The film features a number of wonderful spinsters, each initially dismissed and underestimated, but all, in the end, proving the true strength and slyness that lies beneath the brittle façade. (Being underestimated is a primary characteristic of the spinster.) Characterization is also one of the best points of the subtle, complex and layered script, in which characters are never what they seem. Maggie Smith initially comes off as little more than a cantankerous old crank, but reveals herself to be witty and full of sly humour. She also has some of the best lines in the film, particularly when she’s cutting other people down, but she does well with all manner of well-phrased complaints and orders.
Helen Mirren is the other spinster of significance. She is cold, excessively proper, orderly, and utterly unyielding. Thin and tight-lipped in a form-flattening dress, she evokes all the frigid spinster stereotypes on sight. But of course beneath that rigid front lies a smoldering cauldron of repressed emotion, in this case heartbreaking regret over the baby boy she gave away when she was a young factory girl. She is completely self-sacrificing (“I am the perfect servant” she says) and goes to great lengths to safeguard her son.
Mirren is a secretly maternal spinster; Smith is an old woman who revels in her selfishness and solitude, and thus sets an example for us all. I also like Eileen Atkins’ character, who reminds us that a spinster’s best friend is often her sister.
I also like the relationship between Maggie Smith and her maid in the film.

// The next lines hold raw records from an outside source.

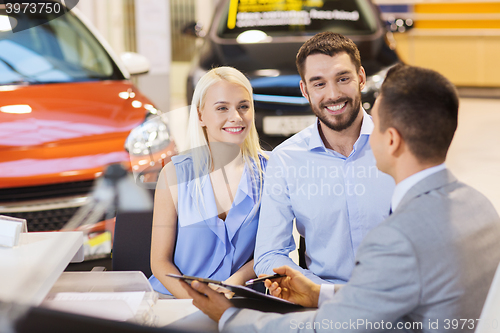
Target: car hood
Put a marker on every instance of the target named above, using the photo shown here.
(280, 54)
(65, 132)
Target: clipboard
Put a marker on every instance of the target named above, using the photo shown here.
(245, 297)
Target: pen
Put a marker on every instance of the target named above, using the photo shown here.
(262, 279)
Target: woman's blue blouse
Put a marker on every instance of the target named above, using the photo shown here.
(206, 246)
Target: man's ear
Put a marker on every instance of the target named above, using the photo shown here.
(362, 78)
(303, 89)
(396, 141)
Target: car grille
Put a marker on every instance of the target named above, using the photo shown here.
(19, 194)
(46, 207)
(46, 220)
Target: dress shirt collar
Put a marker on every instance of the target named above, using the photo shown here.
(316, 142)
(405, 185)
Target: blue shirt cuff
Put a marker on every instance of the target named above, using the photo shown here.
(325, 293)
(225, 317)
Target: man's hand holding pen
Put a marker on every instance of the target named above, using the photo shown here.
(294, 287)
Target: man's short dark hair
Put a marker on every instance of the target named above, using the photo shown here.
(328, 43)
(422, 105)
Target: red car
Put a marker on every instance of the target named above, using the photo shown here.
(67, 107)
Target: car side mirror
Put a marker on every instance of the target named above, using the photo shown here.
(135, 63)
(194, 29)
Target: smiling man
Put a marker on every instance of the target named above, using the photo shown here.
(429, 265)
(325, 176)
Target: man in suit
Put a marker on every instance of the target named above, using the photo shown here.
(429, 265)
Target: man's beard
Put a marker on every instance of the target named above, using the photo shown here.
(344, 120)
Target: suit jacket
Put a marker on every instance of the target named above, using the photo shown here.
(426, 268)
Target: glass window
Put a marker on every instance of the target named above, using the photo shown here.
(61, 50)
(297, 17)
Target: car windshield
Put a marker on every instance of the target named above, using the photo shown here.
(62, 50)
(296, 17)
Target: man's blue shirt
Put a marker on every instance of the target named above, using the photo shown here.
(335, 200)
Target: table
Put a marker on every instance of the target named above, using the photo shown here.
(28, 271)
(182, 314)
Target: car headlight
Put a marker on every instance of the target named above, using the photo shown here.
(374, 82)
(198, 72)
(148, 138)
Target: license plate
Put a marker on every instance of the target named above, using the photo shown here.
(286, 125)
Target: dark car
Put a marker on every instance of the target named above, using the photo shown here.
(261, 38)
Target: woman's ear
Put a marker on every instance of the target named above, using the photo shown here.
(200, 117)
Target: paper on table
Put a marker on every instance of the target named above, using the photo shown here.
(113, 305)
(9, 232)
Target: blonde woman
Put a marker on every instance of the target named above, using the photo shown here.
(207, 200)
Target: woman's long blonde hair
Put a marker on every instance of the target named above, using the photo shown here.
(198, 141)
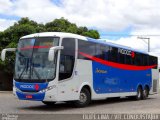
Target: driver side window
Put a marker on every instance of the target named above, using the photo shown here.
(67, 58)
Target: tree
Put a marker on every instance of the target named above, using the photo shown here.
(10, 37)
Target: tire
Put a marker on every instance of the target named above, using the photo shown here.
(48, 103)
(145, 93)
(139, 95)
(85, 98)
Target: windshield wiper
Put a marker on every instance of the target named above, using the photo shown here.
(25, 68)
(37, 74)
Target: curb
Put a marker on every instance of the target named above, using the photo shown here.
(6, 91)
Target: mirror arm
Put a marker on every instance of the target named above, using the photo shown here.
(3, 53)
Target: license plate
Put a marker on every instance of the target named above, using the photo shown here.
(29, 96)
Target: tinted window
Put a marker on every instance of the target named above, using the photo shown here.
(113, 54)
(67, 58)
(153, 61)
(102, 51)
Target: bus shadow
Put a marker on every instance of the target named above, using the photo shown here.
(115, 100)
(66, 106)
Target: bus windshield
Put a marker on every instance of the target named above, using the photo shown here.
(32, 59)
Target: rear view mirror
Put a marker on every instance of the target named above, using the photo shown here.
(52, 51)
(3, 53)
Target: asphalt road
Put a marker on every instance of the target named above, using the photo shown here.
(10, 105)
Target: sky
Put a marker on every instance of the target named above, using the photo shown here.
(118, 21)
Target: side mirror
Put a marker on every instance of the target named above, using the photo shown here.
(52, 50)
(3, 53)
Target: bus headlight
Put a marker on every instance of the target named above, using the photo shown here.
(47, 89)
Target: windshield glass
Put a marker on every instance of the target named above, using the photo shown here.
(32, 59)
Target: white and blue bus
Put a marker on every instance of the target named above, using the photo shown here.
(55, 66)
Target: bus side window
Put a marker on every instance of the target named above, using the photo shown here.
(113, 54)
(67, 58)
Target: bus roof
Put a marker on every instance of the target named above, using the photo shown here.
(63, 34)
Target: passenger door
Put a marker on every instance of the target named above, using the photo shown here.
(66, 83)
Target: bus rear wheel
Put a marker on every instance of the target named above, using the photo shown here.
(145, 93)
(84, 98)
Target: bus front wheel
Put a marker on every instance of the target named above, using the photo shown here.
(84, 98)
(139, 95)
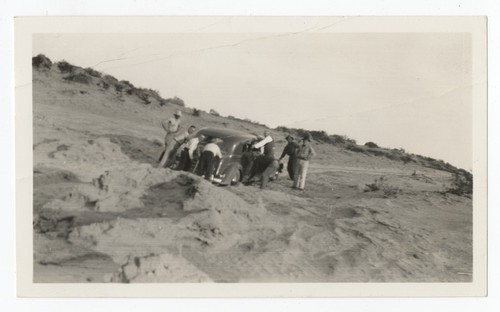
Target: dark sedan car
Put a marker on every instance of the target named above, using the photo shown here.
(228, 169)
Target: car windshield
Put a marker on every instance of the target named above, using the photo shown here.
(231, 142)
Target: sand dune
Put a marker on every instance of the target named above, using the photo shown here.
(104, 213)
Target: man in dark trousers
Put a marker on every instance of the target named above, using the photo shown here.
(208, 158)
(290, 150)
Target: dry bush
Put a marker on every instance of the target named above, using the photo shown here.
(92, 72)
(176, 101)
(66, 68)
(462, 184)
(79, 77)
(371, 145)
(41, 62)
(196, 112)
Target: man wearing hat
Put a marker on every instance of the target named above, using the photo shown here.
(209, 156)
(171, 127)
(290, 150)
(304, 154)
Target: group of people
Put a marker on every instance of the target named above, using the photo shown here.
(188, 143)
(299, 154)
(257, 158)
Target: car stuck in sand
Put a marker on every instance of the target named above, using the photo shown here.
(229, 169)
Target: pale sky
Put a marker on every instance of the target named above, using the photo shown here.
(399, 90)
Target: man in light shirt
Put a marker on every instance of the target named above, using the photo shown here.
(171, 127)
(266, 145)
(178, 140)
(187, 153)
(304, 154)
(208, 159)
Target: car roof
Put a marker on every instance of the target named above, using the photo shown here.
(227, 135)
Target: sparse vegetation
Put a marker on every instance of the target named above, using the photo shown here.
(79, 77)
(176, 101)
(65, 67)
(462, 184)
(92, 72)
(196, 112)
(41, 62)
(320, 136)
(371, 145)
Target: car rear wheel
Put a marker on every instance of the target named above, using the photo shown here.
(236, 179)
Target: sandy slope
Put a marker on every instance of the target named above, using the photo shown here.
(103, 213)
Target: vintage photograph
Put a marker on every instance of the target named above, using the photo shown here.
(298, 153)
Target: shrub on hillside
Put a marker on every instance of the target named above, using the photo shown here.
(65, 67)
(371, 145)
(92, 72)
(196, 112)
(462, 184)
(41, 62)
(79, 77)
(320, 136)
(176, 101)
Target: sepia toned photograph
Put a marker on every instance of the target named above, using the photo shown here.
(256, 151)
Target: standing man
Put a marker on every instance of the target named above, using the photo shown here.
(208, 158)
(290, 150)
(266, 145)
(304, 154)
(187, 154)
(171, 127)
(179, 140)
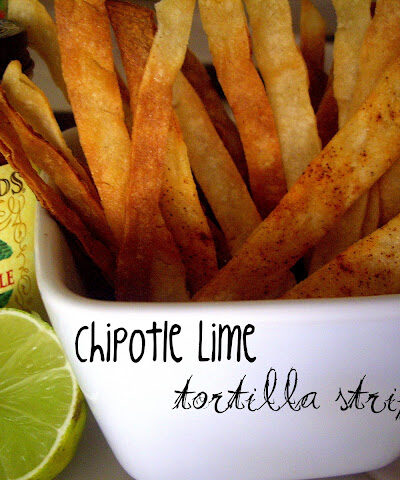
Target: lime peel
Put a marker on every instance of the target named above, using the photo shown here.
(55, 402)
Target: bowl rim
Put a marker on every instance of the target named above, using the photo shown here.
(48, 237)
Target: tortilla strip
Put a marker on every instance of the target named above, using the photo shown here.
(12, 150)
(353, 19)
(88, 67)
(348, 166)
(42, 34)
(135, 28)
(312, 46)
(369, 267)
(152, 115)
(346, 231)
(286, 81)
(184, 215)
(380, 47)
(389, 194)
(168, 276)
(213, 168)
(230, 48)
(31, 103)
(43, 155)
(327, 117)
(198, 77)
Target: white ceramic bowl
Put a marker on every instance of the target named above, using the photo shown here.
(332, 344)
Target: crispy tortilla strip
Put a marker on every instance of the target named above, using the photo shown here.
(42, 34)
(353, 18)
(198, 77)
(125, 97)
(372, 214)
(327, 117)
(12, 150)
(389, 194)
(346, 231)
(88, 67)
(370, 267)
(380, 47)
(31, 103)
(230, 48)
(149, 146)
(168, 276)
(184, 215)
(135, 29)
(348, 166)
(213, 168)
(312, 46)
(57, 167)
(286, 80)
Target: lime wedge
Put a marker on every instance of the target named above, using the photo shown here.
(42, 411)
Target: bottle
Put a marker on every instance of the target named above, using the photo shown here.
(18, 287)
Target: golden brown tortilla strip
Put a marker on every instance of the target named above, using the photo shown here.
(167, 272)
(42, 34)
(348, 166)
(135, 28)
(184, 215)
(312, 46)
(43, 155)
(389, 194)
(369, 267)
(372, 214)
(149, 144)
(12, 150)
(213, 168)
(380, 47)
(88, 67)
(327, 117)
(198, 77)
(230, 48)
(31, 103)
(346, 231)
(353, 19)
(286, 81)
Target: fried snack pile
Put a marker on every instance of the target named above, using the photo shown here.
(177, 201)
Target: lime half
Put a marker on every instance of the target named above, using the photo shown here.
(42, 411)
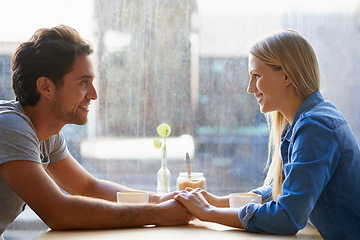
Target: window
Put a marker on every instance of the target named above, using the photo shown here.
(184, 62)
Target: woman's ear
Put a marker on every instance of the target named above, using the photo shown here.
(45, 87)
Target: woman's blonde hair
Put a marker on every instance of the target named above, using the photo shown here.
(290, 51)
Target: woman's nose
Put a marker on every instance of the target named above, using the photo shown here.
(92, 94)
(251, 86)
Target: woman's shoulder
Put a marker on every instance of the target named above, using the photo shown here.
(323, 113)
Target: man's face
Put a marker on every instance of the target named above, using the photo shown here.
(72, 100)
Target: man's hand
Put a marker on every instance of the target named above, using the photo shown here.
(155, 198)
(171, 212)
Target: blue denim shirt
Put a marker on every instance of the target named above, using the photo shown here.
(321, 162)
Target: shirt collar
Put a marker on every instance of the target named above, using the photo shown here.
(311, 101)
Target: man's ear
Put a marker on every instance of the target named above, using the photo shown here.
(45, 87)
(287, 80)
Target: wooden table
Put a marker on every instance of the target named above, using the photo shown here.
(196, 230)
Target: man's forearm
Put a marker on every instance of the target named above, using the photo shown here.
(77, 212)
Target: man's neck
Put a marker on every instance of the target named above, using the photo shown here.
(44, 123)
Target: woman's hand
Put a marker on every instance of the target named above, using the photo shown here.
(200, 208)
(195, 203)
(216, 201)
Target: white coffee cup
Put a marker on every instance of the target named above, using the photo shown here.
(133, 197)
(237, 200)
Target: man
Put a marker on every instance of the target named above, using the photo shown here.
(53, 83)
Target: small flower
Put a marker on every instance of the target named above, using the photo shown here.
(163, 130)
(157, 143)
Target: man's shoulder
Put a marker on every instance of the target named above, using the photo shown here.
(11, 117)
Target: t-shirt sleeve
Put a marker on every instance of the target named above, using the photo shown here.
(58, 149)
(18, 140)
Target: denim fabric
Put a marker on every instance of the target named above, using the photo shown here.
(321, 162)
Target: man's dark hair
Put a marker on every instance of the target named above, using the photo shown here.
(49, 53)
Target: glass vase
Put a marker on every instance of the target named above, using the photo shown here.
(163, 175)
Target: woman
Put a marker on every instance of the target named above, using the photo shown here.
(314, 159)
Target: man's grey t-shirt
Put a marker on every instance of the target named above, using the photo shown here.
(18, 141)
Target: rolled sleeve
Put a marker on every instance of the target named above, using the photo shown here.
(265, 192)
(247, 212)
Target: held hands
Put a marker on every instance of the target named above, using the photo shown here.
(195, 203)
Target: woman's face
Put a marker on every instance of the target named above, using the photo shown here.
(267, 85)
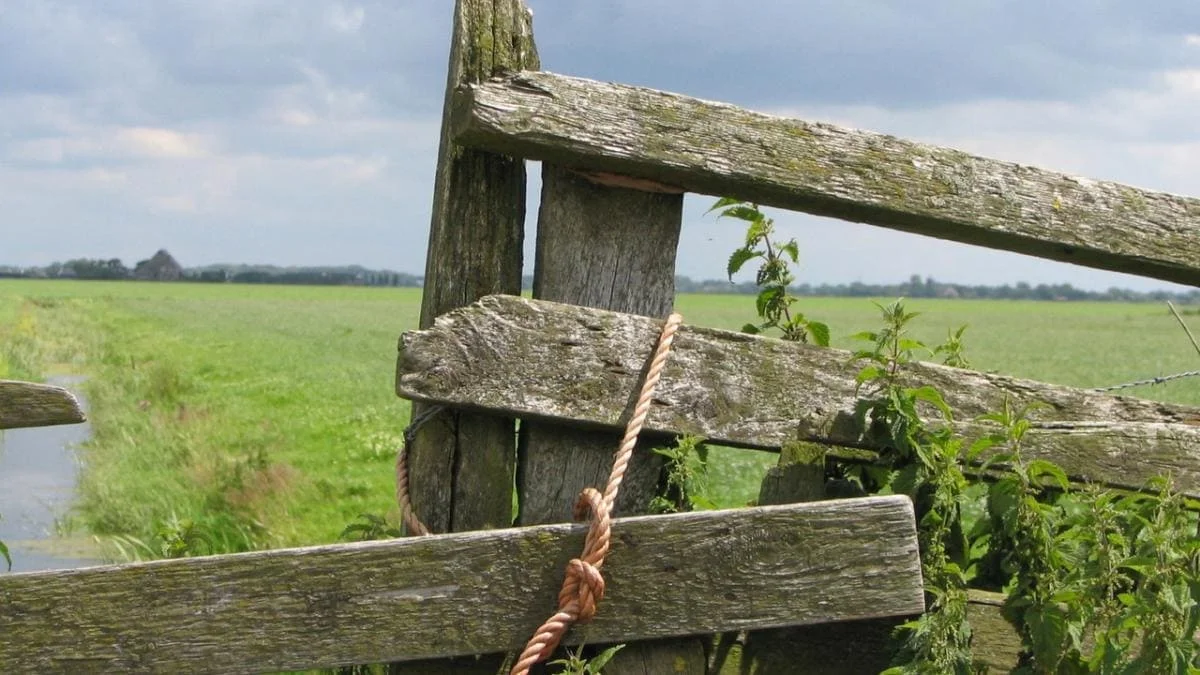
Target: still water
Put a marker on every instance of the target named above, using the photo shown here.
(37, 478)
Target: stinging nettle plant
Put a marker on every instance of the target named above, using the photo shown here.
(1095, 580)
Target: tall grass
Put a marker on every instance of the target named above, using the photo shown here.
(227, 418)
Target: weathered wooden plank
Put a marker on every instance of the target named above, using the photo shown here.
(605, 248)
(531, 358)
(825, 169)
(610, 248)
(27, 404)
(461, 466)
(831, 649)
(994, 641)
(858, 646)
(473, 592)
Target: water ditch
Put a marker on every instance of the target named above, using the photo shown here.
(39, 470)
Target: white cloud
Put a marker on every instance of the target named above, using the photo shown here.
(346, 19)
(161, 143)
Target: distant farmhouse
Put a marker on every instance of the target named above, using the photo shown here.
(161, 267)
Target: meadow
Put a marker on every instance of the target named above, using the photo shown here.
(231, 417)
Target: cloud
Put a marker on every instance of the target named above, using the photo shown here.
(306, 132)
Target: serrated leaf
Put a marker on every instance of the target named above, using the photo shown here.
(933, 396)
(766, 297)
(868, 374)
(737, 260)
(744, 213)
(1039, 469)
(820, 333)
(791, 250)
(721, 203)
(755, 232)
(599, 661)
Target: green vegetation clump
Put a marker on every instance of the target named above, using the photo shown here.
(1093, 580)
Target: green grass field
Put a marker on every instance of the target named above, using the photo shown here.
(232, 417)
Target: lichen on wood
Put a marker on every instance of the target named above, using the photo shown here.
(28, 404)
(475, 592)
(535, 359)
(831, 171)
(461, 466)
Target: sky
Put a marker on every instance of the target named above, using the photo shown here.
(304, 132)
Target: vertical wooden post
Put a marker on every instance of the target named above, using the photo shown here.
(828, 649)
(609, 248)
(461, 466)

The young Mary (Kelly Macdonald) eventually garners the old countesses approval after showing herself to be just as stoically, almost cheerfully, amoral as the old woman.
The film has it all -- class, sexual mores, an homage to Jean Renoir -- and the writing sparkles, all Cole Porter and champagne. And I love these characters. I think I may also have taken a fancy to Clive Owen. His obvious bent toward melancholy is terribly attractive.